🤖 AI Summary
Time-series forecasting faces challenges in effectively fusing historical numeric sequences with unstructured textual context—particularly in energy, healthcare, and finance domains. To address this, we propose TokenCast, the first framework to leverage large language models (LLMs) as cross-modal bridges: it symbolically discretizes continuous time series into semantically aligned temporal tokens, then jointly embeds them with textual context into a unified semantic space for end-to-end multimodal modeling.
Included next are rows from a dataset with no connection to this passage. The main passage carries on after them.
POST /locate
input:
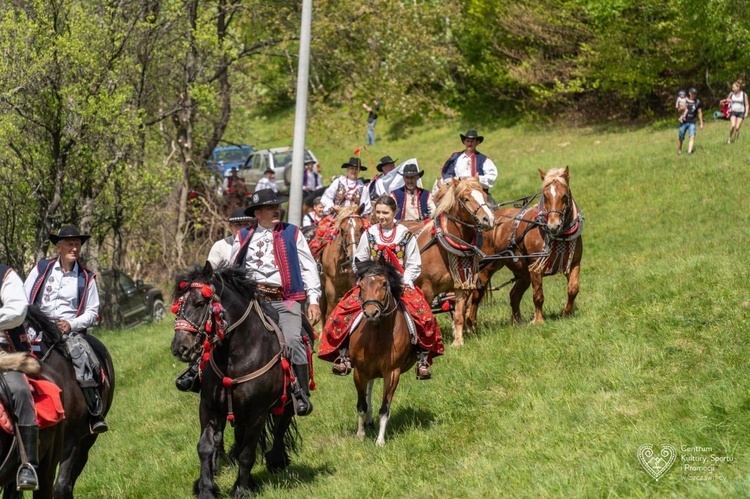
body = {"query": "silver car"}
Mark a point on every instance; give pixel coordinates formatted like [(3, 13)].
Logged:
[(279, 159)]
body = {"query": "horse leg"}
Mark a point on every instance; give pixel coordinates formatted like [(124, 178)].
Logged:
[(277, 459), (572, 291), (363, 402), (205, 487), (536, 283), (247, 442), (390, 382), (458, 318), (516, 293)]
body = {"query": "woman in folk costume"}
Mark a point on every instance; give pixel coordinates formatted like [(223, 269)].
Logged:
[(344, 191), (395, 244)]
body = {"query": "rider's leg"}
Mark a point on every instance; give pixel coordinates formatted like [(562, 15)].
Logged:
[(25, 416), (290, 323)]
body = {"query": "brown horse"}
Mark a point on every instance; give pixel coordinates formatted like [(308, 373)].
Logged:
[(448, 244), (380, 346), (536, 241), (337, 257)]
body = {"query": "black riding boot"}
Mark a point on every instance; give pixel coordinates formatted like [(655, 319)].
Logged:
[(301, 390), (188, 380), (94, 401), (26, 478)]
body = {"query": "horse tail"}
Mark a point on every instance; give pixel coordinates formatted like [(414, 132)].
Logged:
[(40, 322)]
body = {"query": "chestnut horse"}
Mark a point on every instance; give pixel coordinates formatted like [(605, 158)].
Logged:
[(536, 241), (337, 257), (244, 373), (448, 244), (380, 346)]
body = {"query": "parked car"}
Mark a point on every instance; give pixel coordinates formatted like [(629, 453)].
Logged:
[(279, 159), (224, 158), (139, 302)]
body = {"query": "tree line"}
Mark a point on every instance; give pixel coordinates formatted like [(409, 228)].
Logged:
[(109, 110)]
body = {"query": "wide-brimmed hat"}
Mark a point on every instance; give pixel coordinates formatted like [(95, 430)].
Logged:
[(354, 162), (411, 170), (472, 134), (385, 160), (264, 197), (238, 217), (68, 232)]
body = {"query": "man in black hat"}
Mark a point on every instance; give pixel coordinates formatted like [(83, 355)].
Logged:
[(13, 306), (278, 259), (377, 186), (66, 291), (222, 249), (470, 162), (414, 203)]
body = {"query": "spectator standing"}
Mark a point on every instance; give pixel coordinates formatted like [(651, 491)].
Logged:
[(372, 119), (694, 111), (737, 99)]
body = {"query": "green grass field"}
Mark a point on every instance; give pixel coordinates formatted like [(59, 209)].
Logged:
[(657, 352)]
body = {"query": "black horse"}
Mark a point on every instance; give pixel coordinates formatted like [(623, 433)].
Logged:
[(244, 380), (78, 438), (50, 439)]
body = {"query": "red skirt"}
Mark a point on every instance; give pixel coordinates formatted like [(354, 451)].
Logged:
[(336, 329)]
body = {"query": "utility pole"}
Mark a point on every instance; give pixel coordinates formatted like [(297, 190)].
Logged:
[(300, 117)]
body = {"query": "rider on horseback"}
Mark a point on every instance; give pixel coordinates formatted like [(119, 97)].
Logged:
[(396, 245), (13, 338), (66, 291)]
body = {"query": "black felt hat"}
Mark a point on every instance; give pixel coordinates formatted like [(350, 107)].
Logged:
[(385, 160), (472, 134), (264, 197), (411, 170), (68, 232), (354, 162)]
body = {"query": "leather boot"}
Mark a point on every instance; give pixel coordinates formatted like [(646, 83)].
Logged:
[(188, 380), (26, 478), (301, 390), (96, 419)]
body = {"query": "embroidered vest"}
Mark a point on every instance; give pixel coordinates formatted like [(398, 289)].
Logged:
[(15, 336), (477, 164), (285, 254), (400, 196), (44, 267)]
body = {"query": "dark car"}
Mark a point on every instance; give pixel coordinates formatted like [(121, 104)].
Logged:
[(224, 158), (139, 302)]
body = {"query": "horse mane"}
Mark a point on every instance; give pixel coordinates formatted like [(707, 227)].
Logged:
[(555, 174), (385, 269), (447, 194), (229, 276), (345, 213)]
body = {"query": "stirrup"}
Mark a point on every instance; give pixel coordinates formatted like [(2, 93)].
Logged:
[(342, 366), (21, 486)]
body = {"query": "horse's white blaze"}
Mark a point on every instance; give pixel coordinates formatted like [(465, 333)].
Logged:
[(381, 430), (479, 198)]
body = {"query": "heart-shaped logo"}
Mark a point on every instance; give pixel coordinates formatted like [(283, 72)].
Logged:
[(656, 465)]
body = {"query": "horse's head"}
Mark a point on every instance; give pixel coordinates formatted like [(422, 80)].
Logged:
[(556, 202), (465, 201), (379, 289), (350, 226), (194, 298)]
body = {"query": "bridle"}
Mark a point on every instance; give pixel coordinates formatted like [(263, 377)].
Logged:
[(385, 309)]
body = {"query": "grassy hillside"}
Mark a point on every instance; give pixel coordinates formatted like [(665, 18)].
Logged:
[(656, 354)]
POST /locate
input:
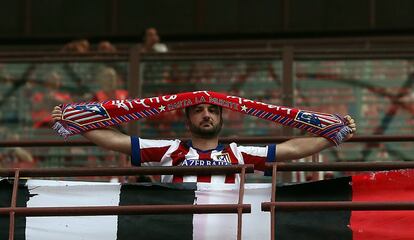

Our approach comprises a learnable discrete tokenizer, LLM embedding freezing and targeted fine-tuning, autoregressive generative training, and inverse decoding for reconstruction. Evaluated on multiple real-world benchmark datasets featuring authentic textual context, TokenCast consistently outperforms state-of-the-art methods, demonstrating strong generalization and practical efficacy. This work establishes a novel paradigm for multimodal time-series modeling by unifying numeric and linguistic modalities through LLM-based semantic alignment.
📝 Abstract
Time series forecasting plays a vital role in supporting decision-making across a wide range of critical applications, including energy, healthcare, and finance. Despite recent advances, forecasting accuracy remains limited due to the challenge of integrating historical numerical sequences with contextual features, which often comprise unstructured textual data. To address this challenge, we propose TokenCast, an LLM-driven framework that leverages language-based symbolic representations as a unified intermediary for context-aware time series forecasting. Specifically, TokenCast employs a discrete tokenizer to transform continuous numerical sequences into temporal tokens, enabling structural alignment with language-based inputs. To bridge the semantic gap between modalities, both temporal and contextual tokens are embedded into a shared representation space via a pre-trained large language model (LLM), further optimized with autoregressive generative objectives. Building upon this unified semantic space, the aligned LLM is subsequently fine-tuned in a supervised manner to predict future temporal tokens, which are then decoded back into the original numerical space. Extensive experiments on diverse real-world datasets enriched with contextual features demonstrate the effectiveness and generalizability of TokenCast.